Etwas bessere Haushaltszahlen sind Bestätigung und Verpflichtung zugleich
BERLIN. Zu den Berechnungen des Kieler Instituts für Weltwirtschaft (IfW), die
gegenüber der Planung bessere Haushaltsabschlüsse für die Jahre 2010 und 2011
prognostizieren, erklärt der parlamentarische Geschäftsführer und
haushaltspolitische Sprecher der FDP-Bundestagsfraktion, Otto FRICKE:
Nach allen bisherigen Berechnungen wird der Bundeshaushalt 2010 im Vollzug weit
besser abschließen als gedacht. So käme ein erwarteter Abschluss der
Nettokreditaufnahme im Haushaltsvollzug mit den vom IfW prognostizierten 48
Mrd. Euro fast in den Bereich einer Halbierung der noch im März dieses Jahres
befürchteten 80,2 Mrd. Euro. Diese Entwicklung ist hauptsächlich der positiven
konjunkturellen Entwicklung, insbesondere in unserem Lande zu verdanken.
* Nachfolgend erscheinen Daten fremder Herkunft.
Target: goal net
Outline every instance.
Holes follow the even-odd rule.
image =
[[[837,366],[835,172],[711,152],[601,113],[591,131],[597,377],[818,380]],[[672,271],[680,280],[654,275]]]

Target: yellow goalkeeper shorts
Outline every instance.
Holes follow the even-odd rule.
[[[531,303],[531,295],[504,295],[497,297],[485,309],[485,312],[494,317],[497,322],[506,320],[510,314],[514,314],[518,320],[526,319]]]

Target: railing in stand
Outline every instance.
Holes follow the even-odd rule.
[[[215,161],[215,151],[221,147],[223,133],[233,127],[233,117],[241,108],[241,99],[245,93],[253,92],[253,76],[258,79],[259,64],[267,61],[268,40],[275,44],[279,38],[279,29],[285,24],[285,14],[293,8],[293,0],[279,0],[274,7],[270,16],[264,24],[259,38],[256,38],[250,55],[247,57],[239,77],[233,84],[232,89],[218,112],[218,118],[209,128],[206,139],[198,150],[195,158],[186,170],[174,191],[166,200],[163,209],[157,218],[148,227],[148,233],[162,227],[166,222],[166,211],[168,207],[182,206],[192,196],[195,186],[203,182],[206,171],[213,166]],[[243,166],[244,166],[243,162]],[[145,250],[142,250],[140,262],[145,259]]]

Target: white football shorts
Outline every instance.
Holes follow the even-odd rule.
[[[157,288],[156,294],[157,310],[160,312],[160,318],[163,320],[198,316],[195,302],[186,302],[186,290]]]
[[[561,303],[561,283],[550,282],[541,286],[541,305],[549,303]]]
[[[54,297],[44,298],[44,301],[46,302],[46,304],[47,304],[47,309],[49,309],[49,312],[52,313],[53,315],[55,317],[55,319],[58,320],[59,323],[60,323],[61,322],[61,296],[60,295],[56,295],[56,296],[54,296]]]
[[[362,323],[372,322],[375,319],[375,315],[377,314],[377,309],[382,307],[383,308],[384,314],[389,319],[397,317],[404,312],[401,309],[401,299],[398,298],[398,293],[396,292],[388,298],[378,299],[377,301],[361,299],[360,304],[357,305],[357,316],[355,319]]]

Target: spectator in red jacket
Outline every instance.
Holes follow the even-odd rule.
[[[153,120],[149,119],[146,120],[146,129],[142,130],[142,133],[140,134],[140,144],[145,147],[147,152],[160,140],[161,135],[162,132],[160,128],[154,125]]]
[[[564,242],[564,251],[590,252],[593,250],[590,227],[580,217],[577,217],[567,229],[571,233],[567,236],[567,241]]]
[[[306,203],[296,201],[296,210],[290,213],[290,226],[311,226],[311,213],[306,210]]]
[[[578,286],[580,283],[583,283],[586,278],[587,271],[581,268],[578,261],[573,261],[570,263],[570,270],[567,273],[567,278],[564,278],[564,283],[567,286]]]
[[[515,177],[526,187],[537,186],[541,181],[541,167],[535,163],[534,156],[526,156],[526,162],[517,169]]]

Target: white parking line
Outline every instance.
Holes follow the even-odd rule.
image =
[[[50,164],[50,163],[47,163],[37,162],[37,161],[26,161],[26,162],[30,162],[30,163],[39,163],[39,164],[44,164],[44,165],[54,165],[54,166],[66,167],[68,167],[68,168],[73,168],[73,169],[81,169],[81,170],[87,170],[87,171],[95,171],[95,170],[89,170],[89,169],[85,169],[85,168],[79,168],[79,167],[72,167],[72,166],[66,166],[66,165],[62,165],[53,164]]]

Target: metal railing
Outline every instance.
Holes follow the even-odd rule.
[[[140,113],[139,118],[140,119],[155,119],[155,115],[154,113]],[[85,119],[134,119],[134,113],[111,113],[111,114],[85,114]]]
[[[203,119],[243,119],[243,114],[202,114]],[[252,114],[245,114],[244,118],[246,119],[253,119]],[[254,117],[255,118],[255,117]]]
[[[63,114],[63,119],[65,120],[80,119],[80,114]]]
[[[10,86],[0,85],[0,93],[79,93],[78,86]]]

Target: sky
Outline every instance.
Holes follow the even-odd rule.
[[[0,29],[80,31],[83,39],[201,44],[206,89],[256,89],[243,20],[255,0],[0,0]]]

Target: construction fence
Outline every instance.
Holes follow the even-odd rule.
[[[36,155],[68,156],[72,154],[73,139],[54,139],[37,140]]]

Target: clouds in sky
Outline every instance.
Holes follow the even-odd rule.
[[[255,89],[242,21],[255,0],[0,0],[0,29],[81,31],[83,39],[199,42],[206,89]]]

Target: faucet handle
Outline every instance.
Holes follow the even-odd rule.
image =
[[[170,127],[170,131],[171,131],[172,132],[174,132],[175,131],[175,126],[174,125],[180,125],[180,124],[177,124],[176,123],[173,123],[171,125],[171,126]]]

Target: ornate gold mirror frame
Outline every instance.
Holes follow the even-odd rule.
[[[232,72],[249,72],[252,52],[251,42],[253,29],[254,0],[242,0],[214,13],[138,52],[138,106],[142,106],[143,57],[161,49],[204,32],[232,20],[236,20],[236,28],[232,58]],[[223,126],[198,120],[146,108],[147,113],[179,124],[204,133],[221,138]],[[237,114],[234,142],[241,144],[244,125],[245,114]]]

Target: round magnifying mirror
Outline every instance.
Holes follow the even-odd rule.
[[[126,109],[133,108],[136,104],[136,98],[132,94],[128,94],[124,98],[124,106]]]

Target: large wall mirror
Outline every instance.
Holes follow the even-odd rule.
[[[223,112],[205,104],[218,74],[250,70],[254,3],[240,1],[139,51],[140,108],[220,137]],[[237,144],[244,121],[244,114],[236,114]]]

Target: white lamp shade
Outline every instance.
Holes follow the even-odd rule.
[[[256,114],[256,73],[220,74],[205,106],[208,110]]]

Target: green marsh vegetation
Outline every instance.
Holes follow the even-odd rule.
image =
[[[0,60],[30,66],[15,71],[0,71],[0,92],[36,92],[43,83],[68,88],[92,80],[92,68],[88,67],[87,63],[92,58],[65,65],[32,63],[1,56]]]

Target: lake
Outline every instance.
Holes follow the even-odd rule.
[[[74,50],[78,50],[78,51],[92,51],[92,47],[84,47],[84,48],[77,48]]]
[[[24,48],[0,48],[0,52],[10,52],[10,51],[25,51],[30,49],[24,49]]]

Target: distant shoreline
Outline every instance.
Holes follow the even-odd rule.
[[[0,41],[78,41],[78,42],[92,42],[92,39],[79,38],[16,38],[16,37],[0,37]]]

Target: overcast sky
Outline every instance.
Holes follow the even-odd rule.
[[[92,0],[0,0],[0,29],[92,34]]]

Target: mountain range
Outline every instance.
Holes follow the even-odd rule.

Aber
nicht nur das starke Wirtschaftswachstum, sondern auch die von der Koalition
praktizierte Haushaltsdisziplin sind die Grundpfeiler einer solchen
Entwicklung.
In der Haushaltspolitik ist nur erfolgreich, wer nach den Prinzipien des
vorsichtigen Kaufmannes handelt. Daher sollte man sich, nach diesen Prinzipien
handelnd, lieber am Ende eines Jahres positiv überraschen lassen, als
feststellen zu müssen, zu viel versprochen zu haben.
Dies gilt auch für den gerade verabschiedeten Haushalt 2011, für den das IfW
eine Verbesserung gegenüber der Haushaltsaufstellung um weitere 4 Mrd. Euro zum
Ende des Jahres 2011 prognostiziert.
Diese Aussichten dürfen jedoch nicht darüber hinwegtäuschen, dass wir immer
noch mit einer Rekordneuverschuldung umzugehen haben. Wir müssen weiter hart
daran arbeiten, die schwere Hypothek von 11 Jahren SPD geprägter Finanzpolitik
Stück für Stück abzutragen. Zugleich sollten aber, gerade nach dem
Weihnachtsfest, all diejenigen gewarnt sein, die glauben, die Prognosen ließen
in 2011 neue "Geschenke" zu. Wir haben nicht mehr Geld sondern nur etwas
weniger Neuverschuldung. Einzusparen bleibt auch in 2011 eine der wichtigsten
Aufgaben der Politik und das nicht nur auf der Bundesebene.